Hi - does anyone know how much clearance there is at the chainstays for a scott foil + zipp 303s? Thinking about picking up some new wheels but want to check first. Pics please if you have them. thanks in advance!


----------



## lost (Jul 6, 2012)

I have Hed stinger 7s on mine for races, I think they are wider by 2mm at the brake track. They fit fine with no rubbing. Two races with them so far, one 54mile RR and a 20k TT. At work, Ill get pics, errr wait not enough posts, Ill use my calipers to give you distance. 
The biggest problem you'll have is getting the brake to set correctly. The ultegras on my foil 15 will open wide enough but it lacks the spring effort to open back fully after braking. I am now running tririg omega on the rear, so much easier to adjust.


----------



## lost (Jul 6, 2012)

measured 5mm space, sounds small but looks wide enough. HED and Zipp are the same max width 28mm. I sprinted with them and had no problems. I did take a pics


----------



## nyxis (Oct 1, 2011)

I have a Scott Foil 10 and there is tons of space in the chainstays with the stock Syncros. I have CR1 with a HED Jet 6/9 combo and it has a lot less space. You should be fine. (the 2012 Scott Foil Team came with Zipp 404s (non-firecrest))


----------



## zigmeister (Jan 26, 2012)

Yeah, sorry late to the reply on this one. I run 303 FC tubulars, no problems whatsoever. The only frames I know of that have issues are the Specialized Venge, and I think it is the 404s that can rub possibly.

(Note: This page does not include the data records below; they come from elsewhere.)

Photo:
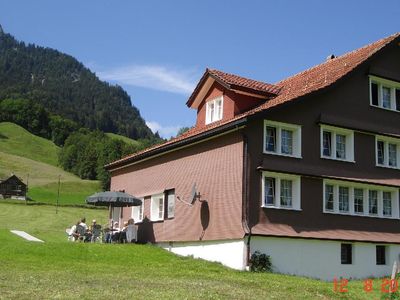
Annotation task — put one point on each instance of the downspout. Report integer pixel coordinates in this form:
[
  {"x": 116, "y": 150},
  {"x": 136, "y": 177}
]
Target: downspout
[{"x": 245, "y": 197}]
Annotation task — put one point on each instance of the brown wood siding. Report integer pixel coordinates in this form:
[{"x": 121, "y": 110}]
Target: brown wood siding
[
  {"x": 345, "y": 102},
  {"x": 216, "y": 168}
]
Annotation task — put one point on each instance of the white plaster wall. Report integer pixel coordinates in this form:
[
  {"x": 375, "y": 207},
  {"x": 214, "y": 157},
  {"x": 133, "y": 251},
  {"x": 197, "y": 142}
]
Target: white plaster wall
[
  {"x": 321, "y": 258},
  {"x": 230, "y": 253}
]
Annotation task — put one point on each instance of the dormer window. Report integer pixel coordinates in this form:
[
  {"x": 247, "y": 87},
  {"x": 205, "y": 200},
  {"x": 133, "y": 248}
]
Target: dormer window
[
  {"x": 384, "y": 93},
  {"x": 214, "y": 110}
]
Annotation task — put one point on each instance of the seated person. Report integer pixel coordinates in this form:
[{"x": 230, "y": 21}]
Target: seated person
[
  {"x": 115, "y": 232},
  {"x": 131, "y": 231},
  {"x": 122, "y": 234},
  {"x": 73, "y": 235},
  {"x": 95, "y": 230},
  {"x": 83, "y": 224}
]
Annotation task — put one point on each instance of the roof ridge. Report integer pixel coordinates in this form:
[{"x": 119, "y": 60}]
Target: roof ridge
[
  {"x": 344, "y": 55},
  {"x": 231, "y": 74}
]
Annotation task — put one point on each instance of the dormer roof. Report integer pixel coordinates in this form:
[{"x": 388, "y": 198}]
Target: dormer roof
[{"x": 231, "y": 82}]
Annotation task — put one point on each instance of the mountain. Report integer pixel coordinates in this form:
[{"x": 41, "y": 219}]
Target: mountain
[
  {"x": 65, "y": 87},
  {"x": 27, "y": 155}
]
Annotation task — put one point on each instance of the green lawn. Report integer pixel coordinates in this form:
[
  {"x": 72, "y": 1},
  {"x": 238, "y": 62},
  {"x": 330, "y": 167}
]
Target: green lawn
[
  {"x": 66, "y": 270},
  {"x": 17, "y": 141},
  {"x": 25, "y": 154}
]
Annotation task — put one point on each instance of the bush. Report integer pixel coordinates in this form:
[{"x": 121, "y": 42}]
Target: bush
[{"x": 260, "y": 262}]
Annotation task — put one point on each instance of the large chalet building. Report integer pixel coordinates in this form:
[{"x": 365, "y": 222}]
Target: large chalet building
[{"x": 306, "y": 170}]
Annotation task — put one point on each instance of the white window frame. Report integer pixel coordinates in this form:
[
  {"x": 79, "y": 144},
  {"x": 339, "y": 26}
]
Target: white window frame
[
  {"x": 170, "y": 193},
  {"x": 137, "y": 212},
  {"x": 279, "y": 126},
  {"x": 386, "y": 141},
  {"x": 296, "y": 190},
  {"x": 366, "y": 188},
  {"x": 155, "y": 207},
  {"x": 349, "y": 134},
  {"x": 217, "y": 114},
  {"x": 381, "y": 82}
]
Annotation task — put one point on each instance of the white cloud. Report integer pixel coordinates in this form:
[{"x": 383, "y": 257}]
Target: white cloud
[
  {"x": 153, "y": 77},
  {"x": 164, "y": 131}
]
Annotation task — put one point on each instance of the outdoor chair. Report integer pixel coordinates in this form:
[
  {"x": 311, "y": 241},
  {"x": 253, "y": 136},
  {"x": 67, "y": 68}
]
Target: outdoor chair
[
  {"x": 71, "y": 237},
  {"x": 131, "y": 233},
  {"x": 96, "y": 233},
  {"x": 80, "y": 230}
]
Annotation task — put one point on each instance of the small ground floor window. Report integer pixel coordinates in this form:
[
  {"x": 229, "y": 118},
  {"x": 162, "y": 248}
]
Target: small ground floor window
[
  {"x": 381, "y": 255},
  {"x": 346, "y": 254}
]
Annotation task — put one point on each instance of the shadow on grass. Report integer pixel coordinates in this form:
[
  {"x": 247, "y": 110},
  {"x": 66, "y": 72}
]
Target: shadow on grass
[{"x": 38, "y": 203}]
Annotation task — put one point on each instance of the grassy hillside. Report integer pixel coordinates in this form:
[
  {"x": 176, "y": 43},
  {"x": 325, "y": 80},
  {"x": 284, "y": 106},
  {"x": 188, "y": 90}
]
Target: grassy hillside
[
  {"x": 23, "y": 153},
  {"x": 66, "y": 270},
  {"x": 123, "y": 138},
  {"x": 17, "y": 141}
]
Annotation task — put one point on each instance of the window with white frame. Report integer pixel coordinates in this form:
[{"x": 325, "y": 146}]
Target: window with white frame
[
  {"x": 337, "y": 143},
  {"x": 282, "y": 139},
  {"x": 387, "y": 152},
  {"x": 281, "y": 191},
  {"x": 359, "y": 199},
  {"x": 214, "y": 109},
  {"x": 384, "y": 93},
  {"x": 170, "y": 205},
  {"x": 157, "y": 207},
  {"x": 137, "y": 212}
]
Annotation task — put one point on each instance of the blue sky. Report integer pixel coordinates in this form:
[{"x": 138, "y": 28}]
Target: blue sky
[{"x": 158, "y": 50}]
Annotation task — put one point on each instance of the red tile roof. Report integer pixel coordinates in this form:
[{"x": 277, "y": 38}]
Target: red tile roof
[
  {"x": 289, "y": 89},
  {"x": 235, "y": 80}
]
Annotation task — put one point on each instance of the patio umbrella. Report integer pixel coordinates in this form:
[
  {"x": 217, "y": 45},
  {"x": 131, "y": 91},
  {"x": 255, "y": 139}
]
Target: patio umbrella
[{"x": 113, "y": 199}]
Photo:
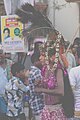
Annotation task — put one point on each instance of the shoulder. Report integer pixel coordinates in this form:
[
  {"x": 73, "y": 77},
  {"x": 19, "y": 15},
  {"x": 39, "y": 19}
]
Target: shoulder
[{"x": 74, "y": 70}]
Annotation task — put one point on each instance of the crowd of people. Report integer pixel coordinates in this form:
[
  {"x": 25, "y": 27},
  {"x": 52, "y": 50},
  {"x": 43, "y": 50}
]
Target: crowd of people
[{"x": 50, "y": 84}]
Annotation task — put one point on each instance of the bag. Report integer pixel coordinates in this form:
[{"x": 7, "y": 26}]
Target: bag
[{"x": 68, "y": 98}]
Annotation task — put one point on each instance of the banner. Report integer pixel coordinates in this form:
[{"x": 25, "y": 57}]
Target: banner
[
  {"x": 11, "y": 30},
  {"x": 13, "y": 46},
  {"x": 12, "y": 5}
]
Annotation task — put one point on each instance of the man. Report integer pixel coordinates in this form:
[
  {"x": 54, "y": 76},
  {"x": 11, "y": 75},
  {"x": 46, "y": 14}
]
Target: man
[
  {"x": 35, "y": 78},
  {"x": 15, "y": 90},
  {"x": 74, "y": 77}
]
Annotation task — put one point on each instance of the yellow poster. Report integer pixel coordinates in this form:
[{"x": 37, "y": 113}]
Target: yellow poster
[
  {"x": 11, "y": 34},
  {"x": 11, "y": 29}
]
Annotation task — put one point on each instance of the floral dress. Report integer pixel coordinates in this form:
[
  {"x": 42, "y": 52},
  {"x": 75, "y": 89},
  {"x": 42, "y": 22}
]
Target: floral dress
[{"x": 51, "y": 111}]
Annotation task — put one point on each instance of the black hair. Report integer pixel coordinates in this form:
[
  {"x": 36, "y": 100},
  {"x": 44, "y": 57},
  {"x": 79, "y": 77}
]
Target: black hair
[
  {"x": 16, "y": 68},
  {"x": 35, "y": 58},
  {"x": 7, "y": 30}
]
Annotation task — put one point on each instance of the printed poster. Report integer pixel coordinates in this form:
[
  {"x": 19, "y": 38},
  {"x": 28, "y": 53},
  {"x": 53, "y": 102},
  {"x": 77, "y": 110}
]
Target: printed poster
[{"x": 11, "y": 33}]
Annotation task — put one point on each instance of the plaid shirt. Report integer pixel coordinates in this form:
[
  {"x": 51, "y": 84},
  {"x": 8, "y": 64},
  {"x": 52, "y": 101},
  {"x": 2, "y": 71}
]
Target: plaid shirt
[{"x": 36, "y": 99}]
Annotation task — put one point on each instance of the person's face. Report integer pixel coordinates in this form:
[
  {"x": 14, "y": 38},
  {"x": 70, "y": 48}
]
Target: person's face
[
  {"x": 6, "y": 33},
  {"x": 23, "y": 74}
]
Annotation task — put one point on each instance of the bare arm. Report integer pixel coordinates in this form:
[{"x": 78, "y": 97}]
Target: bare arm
[{"x": 59, "y": 90}]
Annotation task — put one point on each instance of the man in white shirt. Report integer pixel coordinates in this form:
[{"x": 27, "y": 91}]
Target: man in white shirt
[
  {"x": 74, "y": 77},
  {"x": 3, "y": 82}
]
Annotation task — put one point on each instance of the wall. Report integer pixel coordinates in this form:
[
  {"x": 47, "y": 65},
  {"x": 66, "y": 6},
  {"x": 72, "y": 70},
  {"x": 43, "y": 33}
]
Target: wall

Foil, no problems on Zipp wheels.


----------



## eric01 (May 20, 2007)

Picked up some 303 tubulars. Works perfectly fine with the Foil Team Issue. Awesome combo IMHO


----------



## zigmeister (Jan 26, 2012)

^^Absolutely. The wheels actually make the ride much more tolerable and remove a great deal of stiffness feedback at the contact points.

The wide rims are great for the aerodynamics and flexing/softening of the sting in this frame.

My deep-v 50mm carbon clinchers are another story, brutal ride.


----------



## barters (Nov 4, 2012)

i have a Scott Cr1 SL (2012) & have just ordered the 303 firecrest clinchers. Will they fit??


----------